In its latest Global DataSphere Forecast, IDC predicts that the amount of data that will be created over the next three years will be more than the data created over the past thirty. In 2020 alone, the analyst house estimates that more than 59 zettabytes of data will be created, captured, copied and consumed.
To put this into perspective, a single zettabyte is equivalent to 250 billion DVDs, and the issue is likely to be compounded by the fact that many enterprise IT organizations plan to keep up to ten copies of the data they create.
But with 90 percent of the world’s data having been created in the last two years alone, very few businesses have planned for the sheer levels at which this explosion in data has taken place. And this is particularly the case where unstructured is concerned.
While 80 percent of the world’s data is of the unstructured type, many businesses are strategically planning to turn their own data into information they can monetize.
But rather than IT budgets being doubled to match the data explosion, they have largely stayed flat.
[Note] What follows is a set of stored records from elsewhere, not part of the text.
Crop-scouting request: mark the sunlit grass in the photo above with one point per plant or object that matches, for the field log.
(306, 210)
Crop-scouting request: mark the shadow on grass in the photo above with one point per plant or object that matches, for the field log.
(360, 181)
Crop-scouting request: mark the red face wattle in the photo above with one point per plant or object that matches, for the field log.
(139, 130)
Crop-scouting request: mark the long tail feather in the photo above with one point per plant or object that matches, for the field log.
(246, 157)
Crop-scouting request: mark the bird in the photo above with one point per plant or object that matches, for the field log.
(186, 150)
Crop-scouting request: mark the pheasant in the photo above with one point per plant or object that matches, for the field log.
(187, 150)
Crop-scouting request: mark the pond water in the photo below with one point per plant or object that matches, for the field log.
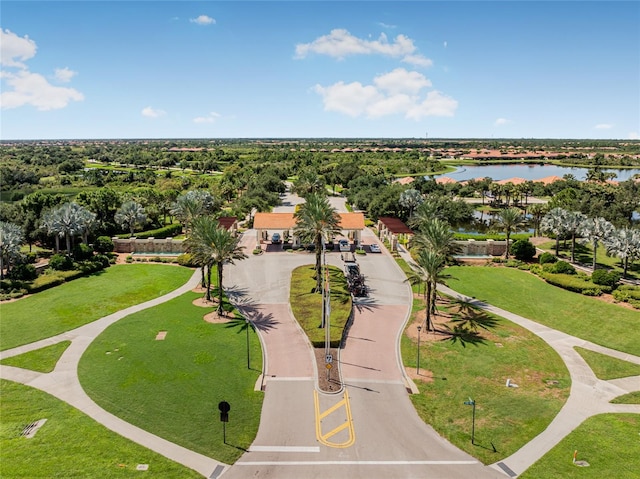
(530, 172)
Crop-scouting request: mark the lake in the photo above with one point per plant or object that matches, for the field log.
(529, 172)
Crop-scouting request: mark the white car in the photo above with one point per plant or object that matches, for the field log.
(344, 245)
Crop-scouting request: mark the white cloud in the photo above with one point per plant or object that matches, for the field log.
(210, 118)
(34, 89)
(393, 93)
(152, 112)
(341, 44)
(14, 49)
(203, 20)
(64, 74)
(401, 81)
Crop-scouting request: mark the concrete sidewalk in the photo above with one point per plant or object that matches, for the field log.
(64, 384)
(588, 397)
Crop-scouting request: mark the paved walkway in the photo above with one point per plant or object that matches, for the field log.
(588, 397)
(64, 384)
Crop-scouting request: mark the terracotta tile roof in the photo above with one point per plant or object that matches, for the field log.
(394, 225)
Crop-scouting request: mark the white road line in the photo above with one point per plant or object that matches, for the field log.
(284, 449)
(354, 463)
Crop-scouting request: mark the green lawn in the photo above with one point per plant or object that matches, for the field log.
(527, 295)
(506, 418)
(606, 367)
(83, 300)
(69, 444)
(42, 360)
(306, 305)
(172, 387)
(608, 442)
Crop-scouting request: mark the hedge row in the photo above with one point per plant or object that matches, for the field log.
(165, 232)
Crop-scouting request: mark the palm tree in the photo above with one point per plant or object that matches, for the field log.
(316, 221)
(212, 244)
(509, 219)
(10, 240)
(573, 225)
(554, 222)
(596, 230)
(411, 199)
(430, 266)
(130, 215)
(69, 220)
(625, 244)
(436, 235)
(191, 205)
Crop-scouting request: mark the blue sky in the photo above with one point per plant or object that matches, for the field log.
(195, 69)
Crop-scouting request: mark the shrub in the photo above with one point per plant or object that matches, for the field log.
(523, 250)
(82, 252)
(60, 262)
(186, 259)
(562, 267)
(25, 272)
(103, 244)
(604, 277)
(547, 258)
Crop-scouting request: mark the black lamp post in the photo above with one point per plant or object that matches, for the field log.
(418, 365)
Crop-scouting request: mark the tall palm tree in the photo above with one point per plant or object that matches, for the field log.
(214, 246)
(130, 215)
(573, 226)
(509, 219)
(554, 222)
(191, 205)
(316, 221)
(429, 271)
(596, 230)
(10, 240)
(68, 221)
(625, 244)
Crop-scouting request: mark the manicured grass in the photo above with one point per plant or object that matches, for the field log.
(172, 387)
(307, 305)
(42, 360)
(69, 444)
(527, 295)
(608, 442)
(605, 367)
(631, 398)
(506, 418)
(83, 300)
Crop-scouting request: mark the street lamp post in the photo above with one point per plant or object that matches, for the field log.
(248, 324)
(472, 403)
(418, 365)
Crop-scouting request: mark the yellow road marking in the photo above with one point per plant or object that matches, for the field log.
(323, 438)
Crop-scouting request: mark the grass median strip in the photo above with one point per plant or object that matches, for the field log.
(69, 444)
(83, 300)
(527, 295)
(172, 388)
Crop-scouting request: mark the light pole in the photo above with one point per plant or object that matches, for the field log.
(418, 365)
(248, 324)
(472, 403)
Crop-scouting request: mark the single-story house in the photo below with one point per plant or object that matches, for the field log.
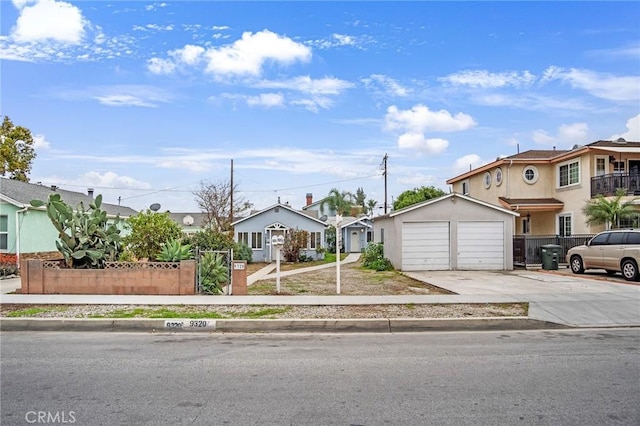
(452, 232)
(357, 232)
(189, 222)
(257, 230)
(26, 229)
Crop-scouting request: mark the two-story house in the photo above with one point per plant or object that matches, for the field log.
(549, 188)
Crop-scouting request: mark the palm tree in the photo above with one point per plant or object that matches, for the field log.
(608, 211)
(340, 202)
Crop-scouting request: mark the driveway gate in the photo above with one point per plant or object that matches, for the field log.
(213, 272)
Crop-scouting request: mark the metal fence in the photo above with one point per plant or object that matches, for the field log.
(526, 248)
(213, 271)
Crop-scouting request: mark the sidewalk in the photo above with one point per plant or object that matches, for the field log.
(553, 299)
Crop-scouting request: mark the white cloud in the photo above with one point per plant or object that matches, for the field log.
(383, 84)
(417, 141)
(305, 84)
(601, 85)
(39, 142)
(266, 100)
(566, 136)
(161, 66)
(485, 79)
(248, 55)
(120, 95)
(420, 119)
(49, 20)
(633, 130)
(466, 163)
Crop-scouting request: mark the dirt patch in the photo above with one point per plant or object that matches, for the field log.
(267, 312)
(354, 280)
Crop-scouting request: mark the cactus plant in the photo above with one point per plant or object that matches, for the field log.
(87, 240)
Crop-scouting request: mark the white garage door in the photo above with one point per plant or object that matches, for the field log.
(481, 245)
(425, 246)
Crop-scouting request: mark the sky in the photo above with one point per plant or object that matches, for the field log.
(144, 101)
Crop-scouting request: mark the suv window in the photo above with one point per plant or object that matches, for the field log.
(599, 240)
(616, 238)
(633, 238)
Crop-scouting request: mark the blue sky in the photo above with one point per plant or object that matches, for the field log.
(144, 100)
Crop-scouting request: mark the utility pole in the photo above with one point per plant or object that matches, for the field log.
(231, 195)
(384, 173)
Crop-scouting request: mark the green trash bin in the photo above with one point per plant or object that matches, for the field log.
(550, 256)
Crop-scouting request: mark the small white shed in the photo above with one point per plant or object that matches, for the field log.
(452, 232)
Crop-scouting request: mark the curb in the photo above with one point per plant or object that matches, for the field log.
(365, 325)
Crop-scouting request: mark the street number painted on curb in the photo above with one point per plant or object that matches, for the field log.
(188, 324)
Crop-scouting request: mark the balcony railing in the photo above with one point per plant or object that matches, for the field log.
(608, 185)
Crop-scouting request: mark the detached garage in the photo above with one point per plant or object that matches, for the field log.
(453, 232)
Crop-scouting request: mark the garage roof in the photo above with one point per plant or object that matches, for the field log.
(452, 195)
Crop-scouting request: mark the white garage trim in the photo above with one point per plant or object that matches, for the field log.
(481, 245)
(425, 246)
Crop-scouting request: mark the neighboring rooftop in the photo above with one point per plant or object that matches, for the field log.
(21, 193)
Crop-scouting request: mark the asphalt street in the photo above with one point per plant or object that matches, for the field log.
(568, 377)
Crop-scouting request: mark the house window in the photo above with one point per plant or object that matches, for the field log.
(4, 232)
(314, 240)
(498, 176)
(564, 225)
(601, 166)
(487, 180)
(618, 167)
(465, 187)
(255, 242)
(530, 174)
(569, 174)
(630, 222)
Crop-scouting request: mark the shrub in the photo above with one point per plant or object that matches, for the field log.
(210, 240)
(149, 231)
(373, 258)
(174, 251)
(294, 241)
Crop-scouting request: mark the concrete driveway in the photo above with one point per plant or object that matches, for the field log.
(577, 301)
(522, 282)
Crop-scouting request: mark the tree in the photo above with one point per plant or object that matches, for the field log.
(341, 202)
(214, 199)
(360, 199)
(416, 195)
(149, 231)
(16, 150)
(608, 211)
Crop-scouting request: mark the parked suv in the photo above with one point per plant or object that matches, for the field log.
(614, 251)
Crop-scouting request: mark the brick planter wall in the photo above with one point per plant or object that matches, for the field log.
(168, 278)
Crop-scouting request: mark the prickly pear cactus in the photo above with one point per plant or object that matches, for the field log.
(87, 239)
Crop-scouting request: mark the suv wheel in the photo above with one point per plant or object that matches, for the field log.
(576, 265)
(630, 270)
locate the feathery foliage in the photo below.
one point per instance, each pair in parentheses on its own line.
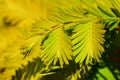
(59,39)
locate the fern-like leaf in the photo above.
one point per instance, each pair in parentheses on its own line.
(87,41)
(56,48)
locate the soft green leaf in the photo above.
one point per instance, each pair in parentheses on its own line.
(56,48)
(88,41)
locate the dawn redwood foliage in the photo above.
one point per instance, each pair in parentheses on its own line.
(69,43)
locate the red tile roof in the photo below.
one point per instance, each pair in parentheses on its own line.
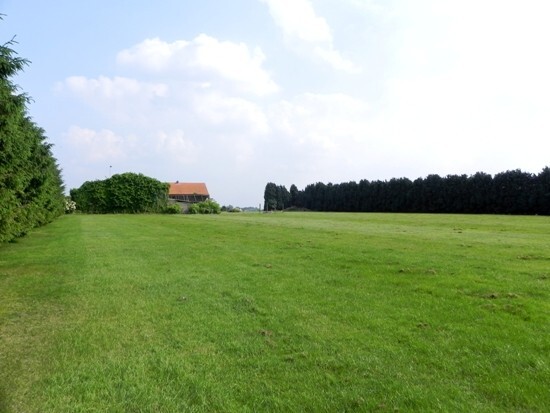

So many businesses are struggling to mobilize and manage this astounding amount of unstructured data in the enterprise.
The traditional approach to managing unstructured data has always been storage-centric – you move data to a storage system, the storage system then manages your data and gives you the tools to search and report on it.
This approach worked when data volumes were small or moderate and all of an enterprise’s data could fit within a single storage solution.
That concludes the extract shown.